I tried your test with 9000 Byte MTU Size. On BlueField Reference Platform I set the MTU of the interface to 9000 and on TRex I am sending 8096 size byte packets. I am able to loop back packets fine w/o any issues. Below is the command line I use for testpmd

./testpmd --log-level="mlx5,8" -l 3,4,5,6,7,8,9,10,11,12,13,14,15 -n 4 -w
17:00.0 --socket-mem=2048 -- --socket-num=0 --burst=64 --txd=2048 --rxd=2048
--mbcache=512 --rxq=12 --txq=12 --nb-cores=12 -i -a --forward-mode=mac
--max-pkt-len=9000 --mbuf-size=16384

Two things to consider: The max Rx packet len  is used by the PMD during its Rx Queue initialization. By default this is set to 1518 Bytes for testpmd/l3fwd. For jumbo frames you need to pass --max-pkt-len=9000 (for
testpmd) or --enable-jumbo --max-pkt-len=9000 (for l3fwd). Are you passing these values to l3fwd/testpmd when you run your test? Also since the mbuf_size is 2048 by default, you need to increase the mbuf_size to > Jumbo frame size unless you enable scatter in the PMD. For testpmd you can increase the mbuf size by using --mbuf-size parameter. For l3fwd I don't think there is a command line option to increase mbuf size in runtime. So you might need to recompile the l3fwd code to increase mbuf size. Are you doing this?

Hope this helps.

Regards,
Kiran



-----Original Message-----
From: Jim Vaigl <jimv@rockbridgesoftware.com>
Sent: Friday, October 4, 2019 1:35 PM
To: Asaf Penso <asafp@mellanox.com>; 'Stephen Hemminger'
<stephen@networkplumber.org>
Cc: users@dpdk.org; Kiran Vedere <kiranv@mellanox.com>; Erez Ferber <erezf@mellanox.com>; Olga Shern <olgas@mellanox.com>; Danny Vogel <dan@mellanoxfederal.com>
Subject: RE: [dpdk-users] DPDK on Mellanox BlueField Ref Platform

A final update on this issue.  Kiran Vedere went above and beyond the call of duty: he completely reproduced my hardware setup, showed that it worked using trex to generate similar traffic to mine, and then provided me with a bundled-up .bfb of his CentOS (with updated kernel) and OFED install to try so that there would be no configuration stuff for me to mess up.

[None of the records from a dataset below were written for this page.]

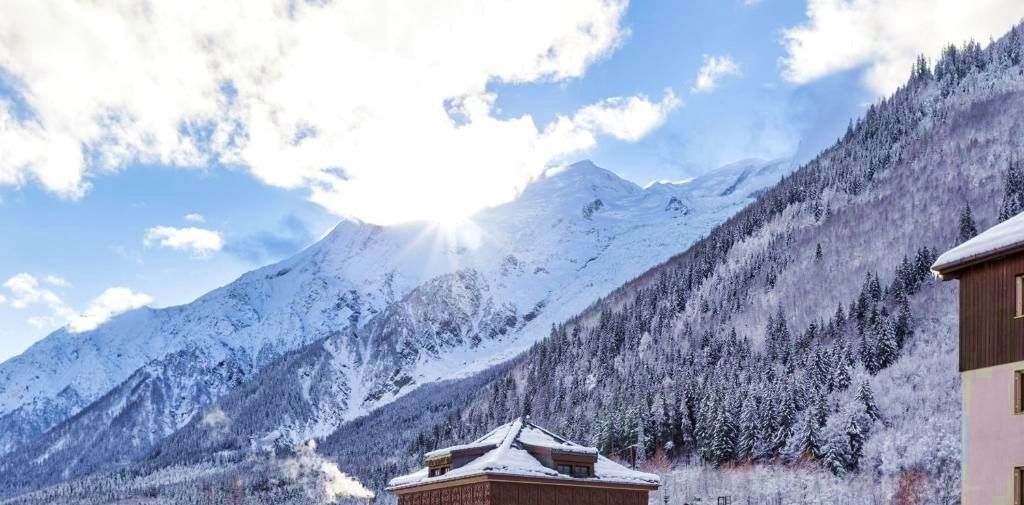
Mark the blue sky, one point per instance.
(141, 172)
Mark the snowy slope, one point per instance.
(572, 236)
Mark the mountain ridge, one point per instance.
(314, 295)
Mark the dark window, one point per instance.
(581, 471)
(1019, 486)
(1019, 392)
(1019, 290)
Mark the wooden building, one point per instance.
(520, 463)
(990, 269)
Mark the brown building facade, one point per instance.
(522, 464)
(990, 270)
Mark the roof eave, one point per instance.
(953, 270)
(498, 476)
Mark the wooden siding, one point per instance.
(501, 493)
(989, 333)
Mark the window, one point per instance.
(1019, 486)
(1019, 391)
(1020, 296)
(581, 471)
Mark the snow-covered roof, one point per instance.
(1001, 238)
(508, 456)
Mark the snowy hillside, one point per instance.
(407, 304)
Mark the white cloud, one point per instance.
(380, 110)
(26, 292)
(200, 242)
(57, 282)
(112, 302)
(712, 71)
(887, 36)
(628, 118)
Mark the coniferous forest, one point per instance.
(803, 344)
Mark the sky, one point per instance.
(151, 152)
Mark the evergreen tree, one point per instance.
(968, 229)
(806, 442)
(866, 398)
(855, 434)
(837, 454)
(749, 430)
(1013, 195)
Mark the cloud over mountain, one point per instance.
(336, 98)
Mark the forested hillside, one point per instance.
(803, 342)
(807, 331)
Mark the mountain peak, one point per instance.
(582, 179)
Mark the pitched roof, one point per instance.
(507, 455)
(1000, 239)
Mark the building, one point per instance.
(520, 463)
(990, 269)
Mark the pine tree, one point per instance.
(837, 454)
(968, 228)
(887, 343)
(806, 440)
(1013, 196)
(749, 430)
(855, 438)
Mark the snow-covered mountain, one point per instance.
(400, 305)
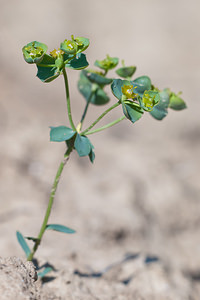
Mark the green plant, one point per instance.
(136, 96)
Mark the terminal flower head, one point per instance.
(128, 92)
(33, 52)
(56, 53)
(75, 45)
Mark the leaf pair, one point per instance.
(81, 143)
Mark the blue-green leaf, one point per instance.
(60, 228)
(143, 83)
(47, 70)
(23, 243)
(82, 145)
(78, 63)
(132, 111)
(160, 110)
(176, 102)
(31, 238)
(92, 155)
(108, 63)
(116, 87)
(61, 134)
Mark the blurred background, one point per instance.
(142, 193)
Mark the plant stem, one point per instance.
(106, 126)
(100, 117)
(68, 100)
(85, 110)
(51, 200)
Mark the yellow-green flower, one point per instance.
(33, 52)
(128, 91)
(56, 53)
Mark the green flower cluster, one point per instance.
(50, 66)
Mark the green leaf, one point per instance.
(143, 83)
(23, 243)
(132, 111)
(60, 228)
(176, 103)
(86, 87)
(78, 63)
(47, 70)
(149, 100)
(31, 238)
(97, 78)
(160, 110)
(92, 155)
(108, 63)
(126, 72)
(44, 272)
(83, 43)
(61, 133)
(82, 145)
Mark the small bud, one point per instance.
(149, 100)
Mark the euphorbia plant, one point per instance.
(135, 96)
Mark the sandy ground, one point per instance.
(141, 196)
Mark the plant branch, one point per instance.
(100, 117)
(68, 100)
(106, 126)
(50, 204)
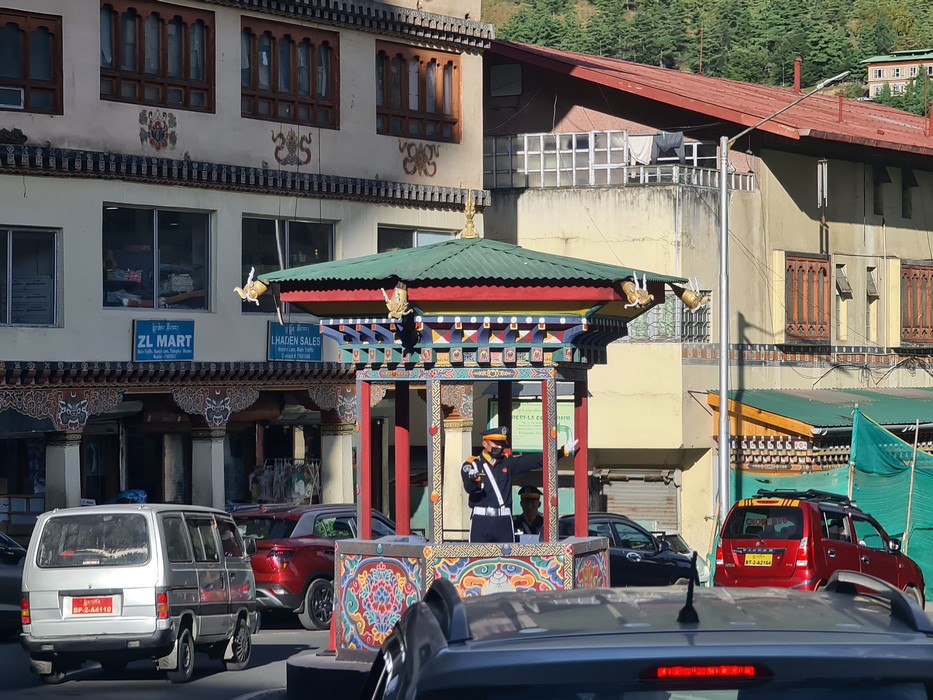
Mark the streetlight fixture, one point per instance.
(725, 496)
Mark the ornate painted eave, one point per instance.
(377, 17)
(60, 162)
(143, 376)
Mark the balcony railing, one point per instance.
(595, 159)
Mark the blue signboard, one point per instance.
(297, 342)
(161, 341)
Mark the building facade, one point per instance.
(897, 69)
(830, 237)
(154, 156)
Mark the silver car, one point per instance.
(117, 583)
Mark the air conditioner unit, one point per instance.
(11, 98)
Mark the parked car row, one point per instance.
(798, 539)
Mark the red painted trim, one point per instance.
(463, 293)
(402, 459)
(580, 459)
(364, 461)
(546, 400)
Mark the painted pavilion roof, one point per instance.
(459, 261)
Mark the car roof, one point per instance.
(290, 510)
(565, 636)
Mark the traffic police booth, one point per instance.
(445, 316)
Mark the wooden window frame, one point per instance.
(415, 123)
(27, 23)
(116, 76)
(916, 304)
(807, 277)
(252, 96)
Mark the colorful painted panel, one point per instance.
(498, 574)
(374, 592)
(591, 570)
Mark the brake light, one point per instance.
(710, 672)
(803, 555)
(279, 558)
(24, 615)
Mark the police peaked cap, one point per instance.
(500, 434)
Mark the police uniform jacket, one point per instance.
(482, 494)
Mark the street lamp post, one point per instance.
(725, 496)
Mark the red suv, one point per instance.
(797, 539)
(294, 559)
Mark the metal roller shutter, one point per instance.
(647, 497)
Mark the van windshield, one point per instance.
(113, 539)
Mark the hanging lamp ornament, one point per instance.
(469, 209)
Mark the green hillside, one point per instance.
(749, 40)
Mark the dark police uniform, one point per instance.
(491, 519)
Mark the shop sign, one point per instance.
(162, 341)
(295, 342)
(527, 430)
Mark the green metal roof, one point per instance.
(827, 408)
(462, 260)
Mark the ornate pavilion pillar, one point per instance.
(63, 470)
(457, 400)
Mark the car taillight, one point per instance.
(279, 558)
(803, 557)
(24, 615)
(161, 605)
(717, 671)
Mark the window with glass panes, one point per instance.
(155, 258)
(288, 73)
(391, 238)
(807, 299)
(157, 54)
(417, 93)
(30, 62)
(28, 277)
(269, 245)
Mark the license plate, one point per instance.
(98, 605)
(758, 559)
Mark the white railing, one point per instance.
(595, 159)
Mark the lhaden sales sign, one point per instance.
(296, 342)
(162, 341)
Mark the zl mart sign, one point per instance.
(162, 341)
(295, 342)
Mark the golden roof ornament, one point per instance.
(469, 209)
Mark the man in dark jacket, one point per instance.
(487, 479)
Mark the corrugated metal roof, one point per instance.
(829, 408)
(462, 260)
(744, 104)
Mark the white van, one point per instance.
(118, 583)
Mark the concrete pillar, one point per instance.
(458, 446)
(337, 478)
(207, 467)
(63, 470)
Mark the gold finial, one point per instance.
(469, 209)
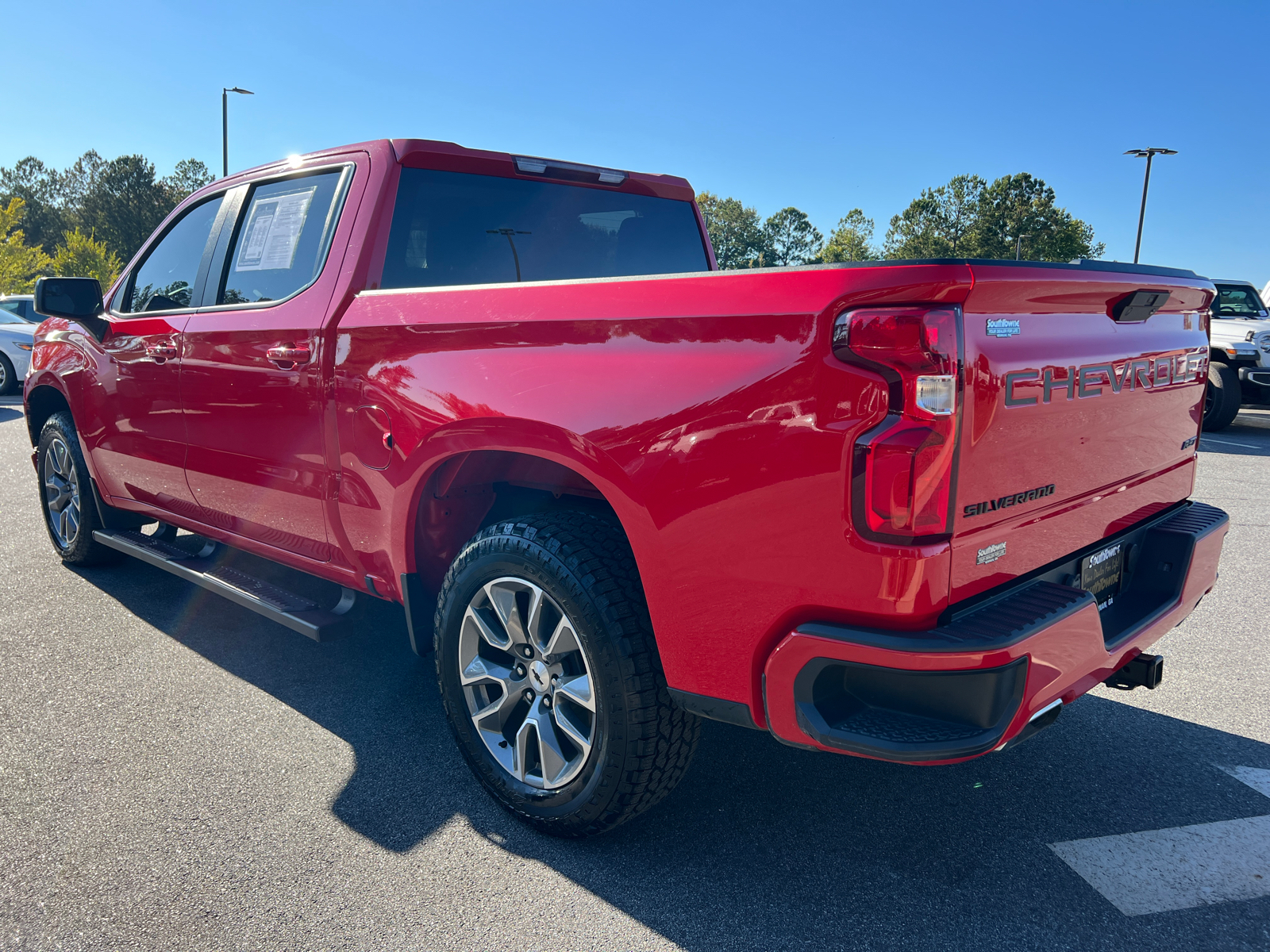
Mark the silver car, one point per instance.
(17, 338)
(21, 305)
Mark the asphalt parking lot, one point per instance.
(179, 774)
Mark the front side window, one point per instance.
(454, 228)
(283, 239)
(165, 279)
(1238, 301)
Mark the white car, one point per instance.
(1240, 352)
(21, 305)
(17, 338)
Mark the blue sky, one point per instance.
(823, 106)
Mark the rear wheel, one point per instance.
(8, 378)
(67, 495)
(1222, 397)
(550, 676)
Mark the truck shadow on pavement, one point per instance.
(764, 846)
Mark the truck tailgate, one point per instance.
(1076, 424)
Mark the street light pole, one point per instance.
(1146, 182)
(225, 126)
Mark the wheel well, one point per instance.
(473, 490)
(42, 403)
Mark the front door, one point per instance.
(133, 420)
(251, 378)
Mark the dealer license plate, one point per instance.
(1100, 574)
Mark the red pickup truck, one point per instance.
(897, 509)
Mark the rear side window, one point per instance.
(283, 239)
(165, 279)
(459, 228)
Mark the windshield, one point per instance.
(1237, 301)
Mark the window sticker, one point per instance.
(273, 232)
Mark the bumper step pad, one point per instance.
(273, 602)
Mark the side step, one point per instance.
(279, 605)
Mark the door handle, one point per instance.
(289, 355)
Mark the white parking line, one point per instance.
(1229, 442)
(1181, 867)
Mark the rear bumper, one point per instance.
(976, 685)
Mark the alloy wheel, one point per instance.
(63, 493)
(527, 683)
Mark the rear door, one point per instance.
(251, 384)
(1080, 416)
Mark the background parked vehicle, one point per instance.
(16, 344)
(21, 305)
(1238, 370)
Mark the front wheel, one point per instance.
(550, 676)
(8, 378)
(67, 495)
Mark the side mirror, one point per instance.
(75, 298)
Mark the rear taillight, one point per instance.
(902, 480)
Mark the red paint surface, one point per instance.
(706, 409)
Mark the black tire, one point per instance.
(8, 378)
(641, 742)
(1222, 399)
(75, 547)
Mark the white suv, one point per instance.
(1240, 353)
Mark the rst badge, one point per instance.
(991, 554)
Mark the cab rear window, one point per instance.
(1238, 301)
(461, 228)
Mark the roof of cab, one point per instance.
(450, 156)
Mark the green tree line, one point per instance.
(968, 217)
(87, 220)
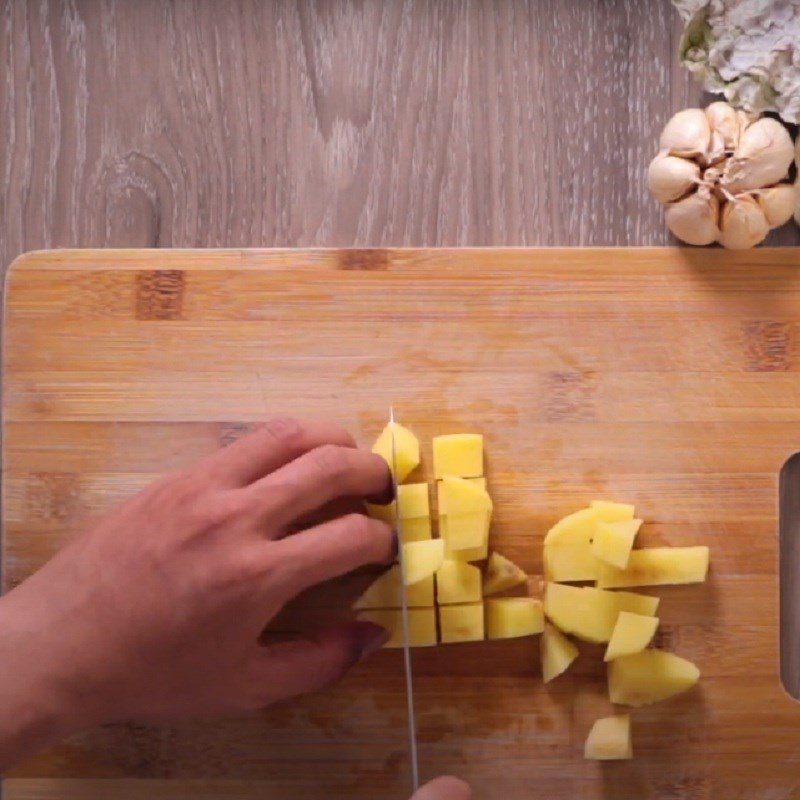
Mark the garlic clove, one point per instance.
(777, 203)
(763, 157)
(687, 134)
(694, 219)
(724, 121)
(670, 177)
(743, 224)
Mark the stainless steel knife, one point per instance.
(412, 723)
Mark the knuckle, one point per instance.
(286, 432)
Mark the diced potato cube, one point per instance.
(465, 530)
(421, 625)
(441, 493)
(461, 623)
(502, 574)
(512, 617)
(632, 633)
(612, 512)
(385, 592)
(457, 582)
(459, 454)
(568, 552)
(405, 450)
(461, 496)
(385, 513)
(657, 566)
(421, 560)
(610, 739)
(413, 501)
(648, 677)
(613, 541)
(591, 614)
(558, 653)
(415, 530)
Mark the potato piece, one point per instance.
(421, 625)
(657, 566)
(591, 614)
(609, 739)
(568, 552)
(613, 541)
(457, 582)
(414, 530)
(512, 617)
(557, 651)
(461, 497)
(461, 623)
(458, 454)
(502, 574)
(413, 501)
(406, 449)
(385, 592)
(612, 512)
(632, 633)
(648, 677)
(441, 493)
(421, 559)
(465, 530)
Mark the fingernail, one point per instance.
(369, 638)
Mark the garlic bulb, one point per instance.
(670, 177)
(686, 134)
(777, 203)
(719, 173)
(763, 157)
(694, 219)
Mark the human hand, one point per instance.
(444, 788)
(156, 612)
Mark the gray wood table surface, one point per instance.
(202, 124)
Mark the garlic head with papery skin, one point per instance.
(686, 134)
(742, 224)
(670, 177)
(694, 219)
(762, 157)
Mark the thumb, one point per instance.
(309, 663)
(445, 788)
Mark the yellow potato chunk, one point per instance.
(406, 450)
(609, 739)
(558, 653)
(657, 566)
(648, 677)
(415, 530)
(591, 614)
(461, 623)
(441, 493)
(385, 592)
(632, 633)
(421, 625)
(568, 552)
(460, 496)
(421, 560)
(512, 617)
(502, 574)
(459, 454)
(457, 582)
(613, 541)
(465, 530)
(612, 512)
(413, 501)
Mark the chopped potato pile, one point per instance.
(595, 544)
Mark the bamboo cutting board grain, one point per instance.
(668, 378)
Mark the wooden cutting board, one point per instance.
(668, 378)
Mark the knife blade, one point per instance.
(412, 723)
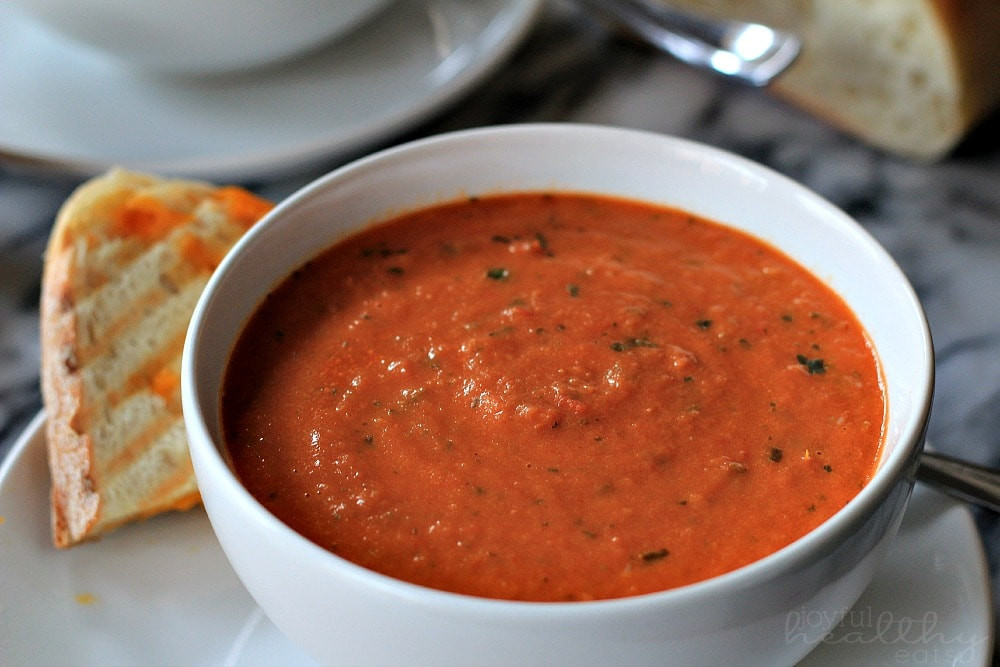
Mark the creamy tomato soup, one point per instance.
(553, 397)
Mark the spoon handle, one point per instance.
(750, 52)
(963, 480)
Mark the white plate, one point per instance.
(162, 592)
(67, 107)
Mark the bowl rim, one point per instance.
(894, 467)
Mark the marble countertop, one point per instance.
(940, 221)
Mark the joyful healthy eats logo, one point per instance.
(915, 639)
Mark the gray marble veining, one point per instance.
(940, 221)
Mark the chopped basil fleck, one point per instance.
(631, 343)
(656, 555)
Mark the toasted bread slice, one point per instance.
(908, 76)
(126, 262)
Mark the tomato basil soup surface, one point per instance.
(553, 397)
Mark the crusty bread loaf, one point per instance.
(908, 76)
(127, 260)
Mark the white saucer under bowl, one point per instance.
(162, 592)
(71, 109)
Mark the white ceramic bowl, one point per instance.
(194, 36)
(343, 613)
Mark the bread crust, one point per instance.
(109, 335)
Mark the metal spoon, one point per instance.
(750, 52)
(961, 479)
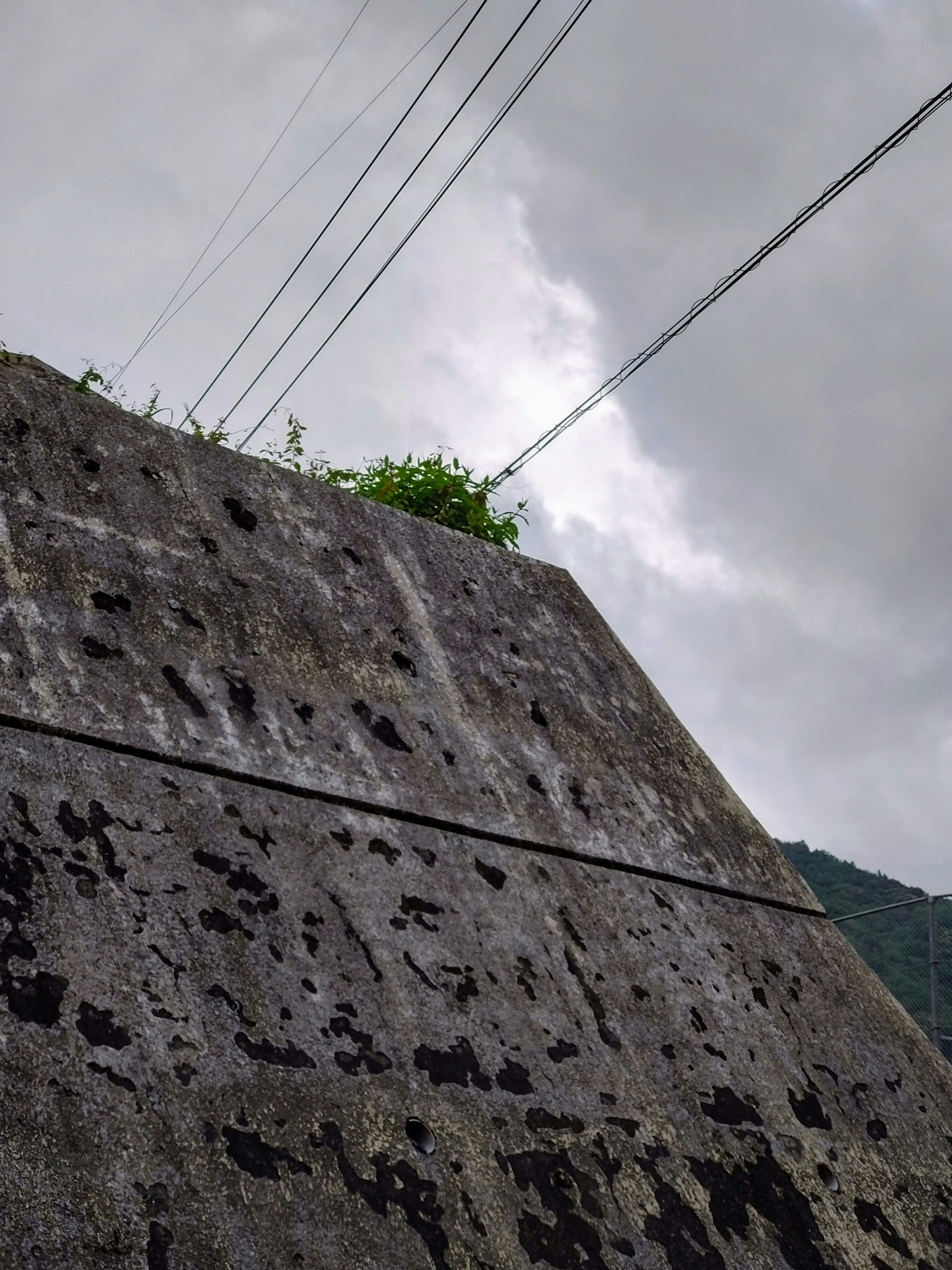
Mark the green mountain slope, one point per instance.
(894, 944)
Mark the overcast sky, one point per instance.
(763, 515)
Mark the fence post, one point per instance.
(935, 975)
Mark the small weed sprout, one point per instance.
(433, 487)
(93, 380)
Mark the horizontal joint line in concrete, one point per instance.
(393, 813)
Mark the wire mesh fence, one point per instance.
(909, 945)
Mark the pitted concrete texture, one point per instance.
(238, 1014)
(183, 599)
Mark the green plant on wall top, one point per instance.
(433, 487)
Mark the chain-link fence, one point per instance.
(909, 945)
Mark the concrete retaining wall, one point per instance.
(320, 822)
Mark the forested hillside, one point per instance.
(897, 943)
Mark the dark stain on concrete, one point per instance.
(183, 693)
(398, 1184)
(266, 1052)
(99, 1029)
(454, 1066)
(257, 1157)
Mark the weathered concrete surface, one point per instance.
(319, 638)
(224, 1003)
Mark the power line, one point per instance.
(155, 331)
(254, 177)
(384, 211)
(725, 285)
(342, 205)
(474, 150)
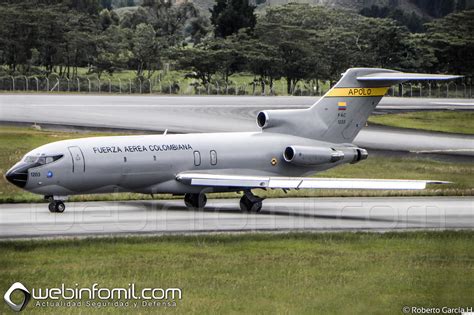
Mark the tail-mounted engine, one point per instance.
(309, 156)
(301, 155)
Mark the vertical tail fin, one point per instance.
(346, 107)
(342, 112)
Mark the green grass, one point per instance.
(16, 141)
(444, 121)
(328, 273)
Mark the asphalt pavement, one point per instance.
(223, 215)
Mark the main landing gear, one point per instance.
(55, 205)
(250, 203)
(195, 201)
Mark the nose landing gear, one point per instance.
(250, 203)
(55, 205)
(195, 201)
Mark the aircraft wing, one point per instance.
(212, 180)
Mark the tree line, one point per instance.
(297, 42)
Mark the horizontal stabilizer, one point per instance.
(401, 77)
(214, 180)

Using this, I saw exactly the same crashes I had seen in my setup.
After some thought, I realized the only meaningful difference was that my traffic generator and IP configuration relied on an MTU size of 9000.
Once I set the MTU size down to 1500, the crashes stopped.

So, the answer is clearly that I'm just not setting up for the larger MTU size.  I need to start to understand how to get DPDK to manage that, but the crashing is at least understood now, and I have a way forward.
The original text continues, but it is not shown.